De piscina de íons a bebedouro de bactérias, o potencial do hidrogel
Hidrogel é um termo relativamente conhecido quando designa o produto usado em intervenções para aumento de coxas e nádegas. Infelizmente, a fama vem principalmente das complicações, que já resultaram inclusive na morte de pacientes. Também é um hidrogel o responsável pelo poder absorvente das fraldas descartáveis, e são feitas de hidrogel as bolinhas usadas para manter vasos sempre com água. Outro hidrogel familiar é a gelatina.
Além desses usos mais comuns, esta classe de materiais tem um campo de aplicações na fronteira do conhecimento que vai de pele artificial a tijolo, como ilustram pesquisas divulgadas recentemente.
Hidrogéis são redes tridimensionais de polímeros –naturais ou sintéticos– capazes de reter grande quantidade de água em sua estrutura. Outra característica importante é a elasticidade desses compostos.
Uma das novas aplicações, desenvolvida no Canadá, é um sensor que, grudado à pele, transforma estímulos mecânicos, como tensão e deformação, e outros sinais, como umidade, em sinais elétricos. O dispositivo foi batizado de AISkin (de pele iônica artificial em inglês), e os primeiros resultados foram publicados na revista Materials Horizons.
A previsão é que o sensor possa incrementar tecnologias vestíveis em áreas diversas. No artigo, os cientistas relatam testes bem-sucedidos com a detecção do movimento de um dedo da mão, o que poderia ajudar, na área da saúde, o acompanhamento de processos de reabilitação, por exemplo. Outro teste foi feito com um touch pad (painel sensível ao toque) grudado à mão de uma pessoa, no qual foi possível controlar ações em um jogo eletrônico no computador.

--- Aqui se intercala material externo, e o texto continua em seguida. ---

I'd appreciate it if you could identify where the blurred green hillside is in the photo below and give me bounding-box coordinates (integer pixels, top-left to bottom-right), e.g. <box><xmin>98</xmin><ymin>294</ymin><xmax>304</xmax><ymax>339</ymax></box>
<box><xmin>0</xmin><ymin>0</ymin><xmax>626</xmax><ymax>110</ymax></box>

A inspiração para o novo sensor veio diretamente da pele humana, uma rede polimérica com presença de uma variedade de sensores neurais. Esses sensores transformam os estímulos recebidos –como um aperto de mão ou a aproximação do fogo– em sinais elétricos pelo transporte de íons (átomos eletricamente carregados, positiva ou negativamente, por terem perdido ou ganhado elétrons). Essa capacidade é chamada de transdução –a transformação de estímulo ou sinal de um tipo em outro.
As peles artificiais mais comuns são eletrônicas, fazendo essa transmissão de informações com base em elétrons, e não íons. Isto, segundo os criadores da AISkin, resulta em uma lacuna entre a pele humana e a alternativa artificial, e é para diminuir essa distância que o novo dispositivo foi pensado. Nele, o meio aquoso do hidrogel é que garante a movimentação dos íons entre duas camadas, uma com carga negativa e outra positiva, e consequentemente viabiliza a transdução dos estímulos recebidos em sinais elétricos.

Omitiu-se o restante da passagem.